Death Before Spring

I usually love the Spring! The spring season for me has always been associated with rebirth. In addition to Easter being one of my favorite holidays, life happens outdoors again. I look forward to heading down to Madison Square Park to take in the awesome sight of trees growing back their leaves, birds chirping it up, and tulip buds opening up their tender petals.

This Spring feels different. The pandemic is waning away and life is returning in the form of incessant outdoor dining and small group gatherings. But I’m not in my usual cheerful pastel pink, green, yellow, and blue frame of mind. That’s because what’s happening out in the gardens and parks is a far cry for what I’m dealing with inside – the recent loss of a dear friend and former college roommate.

To lose anyone at any age is naturally difficult. To lose someone who is your own age, when your age is 30+ years below the average life span is hell. It’s like being emotionally sucker punched- painful and unexpected.  First, you’re confused, then you’re in denial that you weren’t prepared and then you’re angry like it’s nobody’s business.

What hit me in the face during this April is that in order for rebirth to happen, as it naturally does, something else dies first. Trees shed their leaves before winter to look like barren wooden skeletons before showing their vibrant green hues in the spring. A hotel project that you’ve spent the last 18 months on, ultimately has a finish date long before the next, big, exciting new project.  The relationship that defined much of your adulthood comes grinding to a halt, without a replacement.
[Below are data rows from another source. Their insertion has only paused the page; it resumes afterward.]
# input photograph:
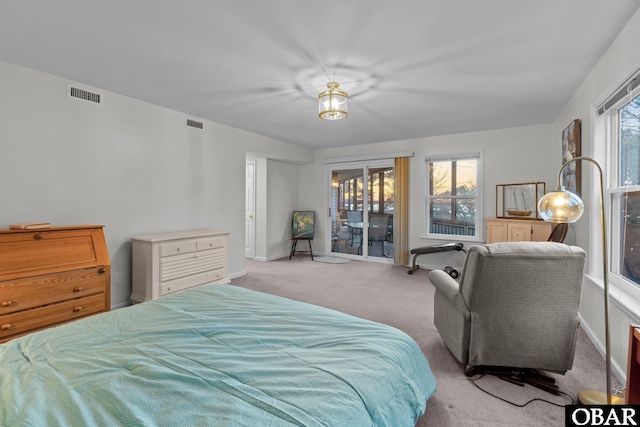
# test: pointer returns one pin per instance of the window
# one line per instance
(625, 190)
(453, 203)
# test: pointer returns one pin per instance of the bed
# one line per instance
(215, 355)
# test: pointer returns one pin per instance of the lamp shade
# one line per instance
(560, 206)
(333, 103)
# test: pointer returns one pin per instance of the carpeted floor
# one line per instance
(387, 294)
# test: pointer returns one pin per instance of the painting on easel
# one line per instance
(303, 223)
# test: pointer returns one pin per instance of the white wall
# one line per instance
(509, 156)
(277, 197)
(619, 61)
(131, 166)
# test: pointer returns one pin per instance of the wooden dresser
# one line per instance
(51, 276)
(171, 262)
(517, 230)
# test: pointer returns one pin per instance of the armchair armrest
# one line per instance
(450, 289)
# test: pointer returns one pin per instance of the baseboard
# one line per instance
(238, 274)
(271, 258)
(617, 371)
(121, 305)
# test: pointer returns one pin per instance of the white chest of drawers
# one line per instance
(171, 262)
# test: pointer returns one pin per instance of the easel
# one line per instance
(295, 243)
(302, 228)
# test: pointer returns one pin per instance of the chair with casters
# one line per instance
(513, 309)
(378, 230)
(353, 217)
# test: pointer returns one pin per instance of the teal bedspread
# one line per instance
(218, 355)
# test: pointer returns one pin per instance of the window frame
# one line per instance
(479, 199)
(623, 290)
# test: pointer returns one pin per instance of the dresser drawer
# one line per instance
(38, 318)
(210, 243)
(187, 282)
(32, 253)
(16, 295)
(176, 248)
(189, 264)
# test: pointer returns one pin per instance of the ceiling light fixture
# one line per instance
(333, 103)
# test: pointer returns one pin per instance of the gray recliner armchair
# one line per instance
(515, 305)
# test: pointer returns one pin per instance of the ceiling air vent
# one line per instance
(194, 124)
(84, 95)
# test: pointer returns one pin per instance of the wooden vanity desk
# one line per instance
(51, 276)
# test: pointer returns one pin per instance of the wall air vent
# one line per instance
(194, 124)
(84, 95)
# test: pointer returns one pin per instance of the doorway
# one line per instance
(250, 211)
(362, 207)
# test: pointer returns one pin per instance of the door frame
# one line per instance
(250, 211)
(365, 166)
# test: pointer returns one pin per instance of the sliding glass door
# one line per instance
(361, 209)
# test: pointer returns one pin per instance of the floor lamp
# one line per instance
(564, 206)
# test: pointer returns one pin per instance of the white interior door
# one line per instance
(250, 211)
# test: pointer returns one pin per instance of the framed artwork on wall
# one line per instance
(571, 148)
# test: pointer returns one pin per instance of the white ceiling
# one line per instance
(413, 68)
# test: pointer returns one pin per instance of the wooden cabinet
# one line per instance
(171, 262)
(51, 276)
(513, 230)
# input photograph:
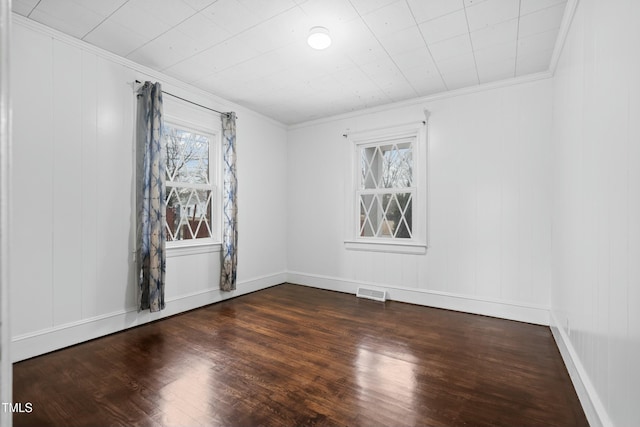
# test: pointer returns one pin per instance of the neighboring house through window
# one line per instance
(192, 157)
(388, 195)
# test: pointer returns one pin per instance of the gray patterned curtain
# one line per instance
(150, 196)
(230, 204)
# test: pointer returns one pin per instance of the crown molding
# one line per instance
(204, 97)
(565, 26)
(429, 98)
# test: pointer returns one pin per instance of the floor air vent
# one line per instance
(371, 294)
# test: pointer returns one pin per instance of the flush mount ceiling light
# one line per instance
(319, 38)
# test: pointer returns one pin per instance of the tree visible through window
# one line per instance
(386, 191)
(189, 183)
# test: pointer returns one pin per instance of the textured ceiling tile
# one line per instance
(268, 9)
(403, 41)
(414, 58)
(445, 27)
(168, 49)
(328, 13)
(202, 29)
(497, 53)
(533, 63)
(116, 38)
(288, 27)
(254, 52)
(541, 21)
(491, 12)
(528, 6)
(232, 16)
(505, 69)
(426, 10)
(449, 48)
(367, 6)
(389, 19)
(537, 42)
(501, 33)
(23, 7)
(461, 78)
(66, 16)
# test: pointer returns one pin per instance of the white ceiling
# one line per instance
(254, 52)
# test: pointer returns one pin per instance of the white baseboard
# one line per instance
(591, 404)
(50, 339)
(503, 309)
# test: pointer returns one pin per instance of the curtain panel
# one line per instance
(228, 270)
(150, 198)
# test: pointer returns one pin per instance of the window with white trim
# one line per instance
(388, 190)
(190, 182)
(192, 154)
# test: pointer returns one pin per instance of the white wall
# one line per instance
(596, 208)
(72, 274)
(489, 205)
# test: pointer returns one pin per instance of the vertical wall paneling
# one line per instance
(488, 203)
(89, 190)
(32, 186)
(6, 374)
(67, 183)
(596, 138)
(72, 271)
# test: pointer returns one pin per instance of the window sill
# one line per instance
(391, 247)
(192, 249)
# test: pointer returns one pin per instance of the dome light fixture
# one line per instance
(319, 38)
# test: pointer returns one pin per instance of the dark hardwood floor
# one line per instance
(297, 356)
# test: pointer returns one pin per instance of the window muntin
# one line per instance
(190, 183)
(386, 189)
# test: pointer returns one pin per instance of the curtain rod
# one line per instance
(191, 102)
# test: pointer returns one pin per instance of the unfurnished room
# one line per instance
(320, 212)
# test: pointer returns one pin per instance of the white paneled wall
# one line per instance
(72, 266)
(489, 202)
(596, 208)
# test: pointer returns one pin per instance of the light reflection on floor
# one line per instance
(387, 376)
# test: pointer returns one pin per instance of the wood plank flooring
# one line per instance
(297, 356)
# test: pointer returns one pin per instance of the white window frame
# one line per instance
(195, 119)
(417, 244)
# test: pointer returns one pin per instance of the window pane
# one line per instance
(188, 213)
(387, 166)
(186, 156)
(387, 215)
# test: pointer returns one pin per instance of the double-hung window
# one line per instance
(190, 185)
(192, 174)
(388, 190)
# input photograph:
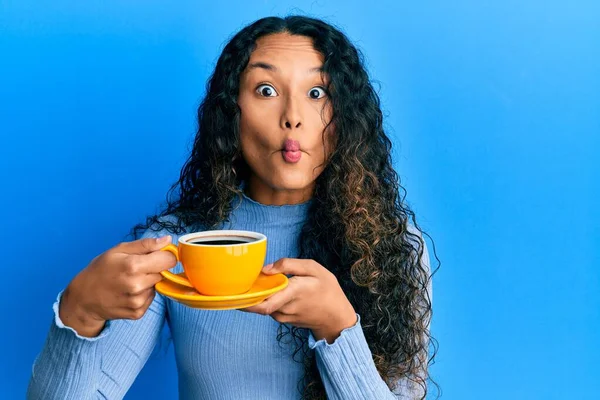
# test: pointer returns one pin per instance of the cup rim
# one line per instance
(184, 240)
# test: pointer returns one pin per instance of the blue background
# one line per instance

The way to cope with this reality of life is to passionately acknowledge death.  And by acknowledging death, I mean celebrating life. Too often, we associate death with the color black, and moods of moroseness, sorrow, and the pain of loss. While we each need to deal with things on our own terms, we can choose a different reaction than allowing sadness to linger. Instead, we can live each day as if it was our last or the last day of the people in our lives that we love.  This poem by Jeff Foster reminded me, “Experience will gradually, or not so gradually, strip away everything that it can strip away. Waking up means facing this reality with open eyes and no longer turning away.”

And so with a heavy heart, I realize that each breath and moment is precious. The Spring rebirth that I need in my heart will eventually come and overwhelm me with joy but until then, I will continue to heal by sharing memories and cherishing the 24 years of friendship of my late friend.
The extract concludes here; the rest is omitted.